NAFCU, in letter, calls for comprehensive housing finance reform

housing market"NAFCU and its member credit unions strongly encourage you and the rest of the Administration to work with Congress to develop a comprehensive solution to reforming the housing finance system," wrote NAFCU President and CEO Dan Berger in a letter Friday to Treasury Secretary Steven Mnuchin.

Berger sent the letter in response to President Donald Trump's recent proposal, "Reform the Federal Role in Mortgage Financing," which was outlined in the administration's broader agency reorganization plan. In August, Berger and several NAFCU-member credit union leaders met with Mnuchin and reiterated the association's core principles for housing finance reform for inclusion in any final reform measures. NAFCU also met with Treasury Counselor Craig Phillips in January to discuss housing finance reform principles.
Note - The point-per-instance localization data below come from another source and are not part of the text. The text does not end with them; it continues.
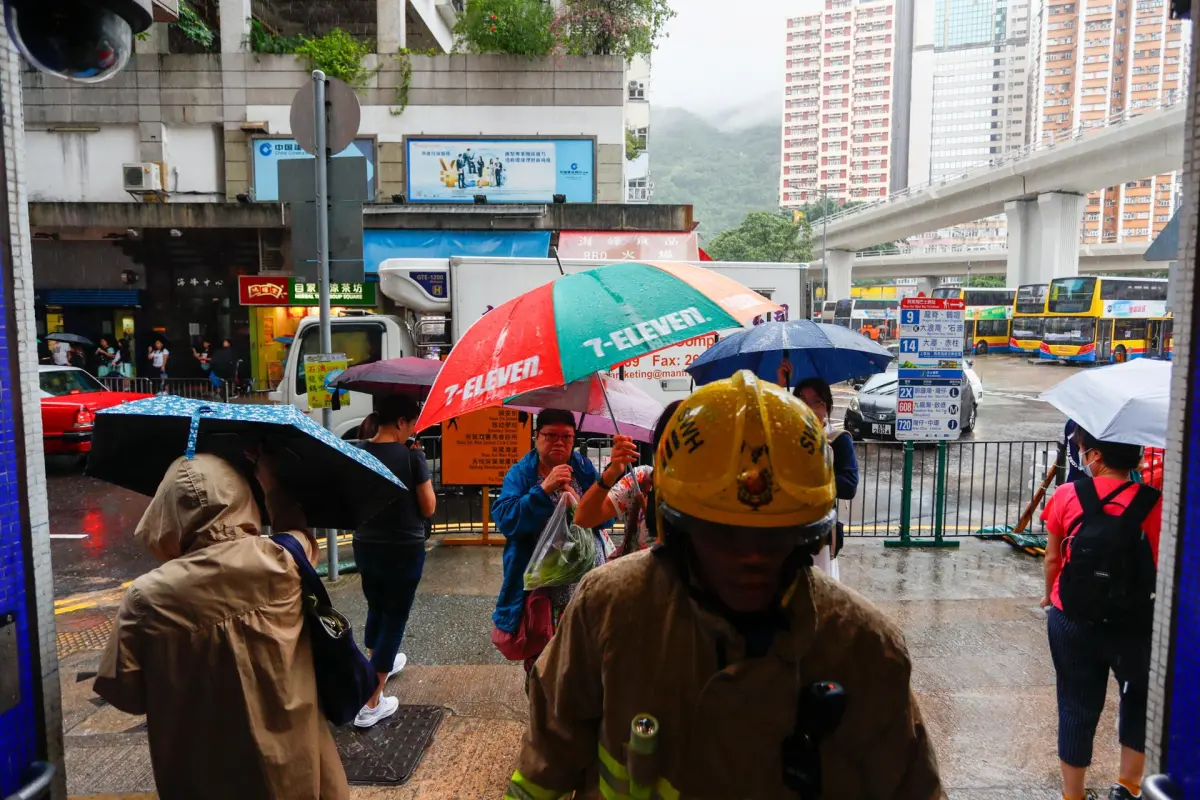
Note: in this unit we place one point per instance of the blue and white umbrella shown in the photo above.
(337, 485)
(815, 350)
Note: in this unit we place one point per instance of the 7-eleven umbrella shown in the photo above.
(585, 323)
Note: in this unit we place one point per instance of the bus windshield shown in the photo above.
(1031, 299)
(1069, 330)
(1027, 328)
(1071, 295)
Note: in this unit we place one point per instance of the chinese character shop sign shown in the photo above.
(929, 396)
(318, 371)
(259, 290)
(479, 447)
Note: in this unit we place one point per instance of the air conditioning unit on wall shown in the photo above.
(144, 178)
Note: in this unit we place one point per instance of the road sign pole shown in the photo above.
(327, 335)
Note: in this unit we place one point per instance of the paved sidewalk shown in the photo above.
(977, 637)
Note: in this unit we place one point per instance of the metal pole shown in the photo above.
(327, 335)
(940, 493)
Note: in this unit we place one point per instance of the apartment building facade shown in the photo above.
(1101, 59)
(970, 96)
(845, 122)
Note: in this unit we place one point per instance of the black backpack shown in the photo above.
(1110, 576)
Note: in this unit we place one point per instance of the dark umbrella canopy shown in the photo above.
(815, 350)
(70, 338)
(337, 485)
(390, 377)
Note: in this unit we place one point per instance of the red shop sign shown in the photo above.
(257, 290)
In the letter, Berger said "NAFCU supports a strong, competitive housing finance system that provides credit unions with the opportunity to access the secondary mortgage market through Fannie Mae and Freddie Mac (GSEs), or other private guarantors, and obtain the liquidity necessary to provide more American families with the opportunity to achieve homeownership." He emphasized the need of a government guarantee, fair pricing, and a strong federal regulator in order to protect American taxpayers.
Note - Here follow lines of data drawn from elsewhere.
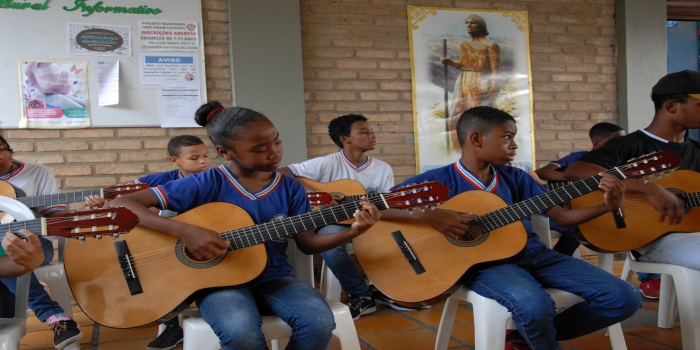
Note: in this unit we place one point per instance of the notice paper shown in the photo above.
(108, 78)
(178, 104)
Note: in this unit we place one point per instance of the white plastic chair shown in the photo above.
(678, 296)
(491, 319)
(13, 329)
(54, 275)
(199, 336)
(330, 286)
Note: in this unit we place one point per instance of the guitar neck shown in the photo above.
(358, 197)
(252, 235)
(58, 198)
(38, 226)
(537, 204)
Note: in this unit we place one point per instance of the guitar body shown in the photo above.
(641, 219)
(6, 190)
(444, 262)
(344, 187)
(99, 286)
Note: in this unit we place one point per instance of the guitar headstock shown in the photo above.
(317, 198)
(654, 164)
(95, 223)
(122, 189)
(427, 194)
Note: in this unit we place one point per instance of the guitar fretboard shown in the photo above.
(58, 198)
(35, 225)
(518, 211)
(252, 235)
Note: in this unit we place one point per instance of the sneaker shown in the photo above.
(360, 306)
(384, 299)
(66, 332)
(514, 341)
(650, 289)
(168, 339)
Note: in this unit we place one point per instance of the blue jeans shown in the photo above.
(342, 266)
(39, 301)
(519, 287)
(234, 314)
(677, 249)
(567, 243)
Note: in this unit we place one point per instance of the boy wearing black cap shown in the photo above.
(676, 100)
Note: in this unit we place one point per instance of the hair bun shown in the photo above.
(206, 111)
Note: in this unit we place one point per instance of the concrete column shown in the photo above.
(641, 58)
(267, 70)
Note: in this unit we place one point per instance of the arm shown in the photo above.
(549, 172)
(309, 242)
(447, 222)
(614, 197)
(665, 202)
(203, 243)
(22, 256)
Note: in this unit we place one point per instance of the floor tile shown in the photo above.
(419, 339)
(373, 324)
(112, 334)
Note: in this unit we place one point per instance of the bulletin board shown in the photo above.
(37, 30)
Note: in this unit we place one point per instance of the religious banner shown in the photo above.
(462, 58)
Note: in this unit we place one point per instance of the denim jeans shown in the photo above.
(234, 314)
(677, 249)
(519, 287)
(342, 266)
(567, 243)
(39, 301)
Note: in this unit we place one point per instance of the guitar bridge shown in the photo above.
(408, 253)
(127, 264)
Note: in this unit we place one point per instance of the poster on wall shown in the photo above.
(54, 94)
(169, 35)
(169, 68)
(99, 40)
(462, 58)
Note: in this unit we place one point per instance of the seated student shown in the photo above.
(191, 156)
(599, 134)
(353, 134)
(554, 172)
(487, 136)
(35, 180)
(18, 257)
(676, 99)
(252, 150)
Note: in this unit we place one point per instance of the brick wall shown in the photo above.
(356, 59)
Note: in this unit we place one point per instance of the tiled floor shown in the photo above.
(385, 330)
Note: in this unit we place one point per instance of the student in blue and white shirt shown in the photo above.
(354, 136)
(251, 147)
(487, 139)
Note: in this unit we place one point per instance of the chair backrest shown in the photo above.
(20, 212)
(303, 264)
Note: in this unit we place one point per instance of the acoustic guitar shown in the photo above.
(350, 189)
(148, 274)
(79, 224)
(412, 262)
(636, 223)
(6, 190)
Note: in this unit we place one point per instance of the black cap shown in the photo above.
(686, 82)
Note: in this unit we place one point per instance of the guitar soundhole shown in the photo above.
(474, 236)
(188, 259)
(684, 196)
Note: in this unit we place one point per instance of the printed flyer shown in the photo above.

As Congress and the administration move forward on housing finance reform, Berger suggested using legislative blueprints that already exist as a starting point, or, if a legislative fix is not achieved, convening listening sessions for stakeholders to participate in the development of a concrete plan.

NAFCU has engaged with key lawmakers and agency officials – including Mnuchin, Federal Housing Finance Agency Director Mel Watt, Department of Housing and Urban Development Secretary Ben Carson – throughout its efforts to achieve credit unions' housing finance priorities.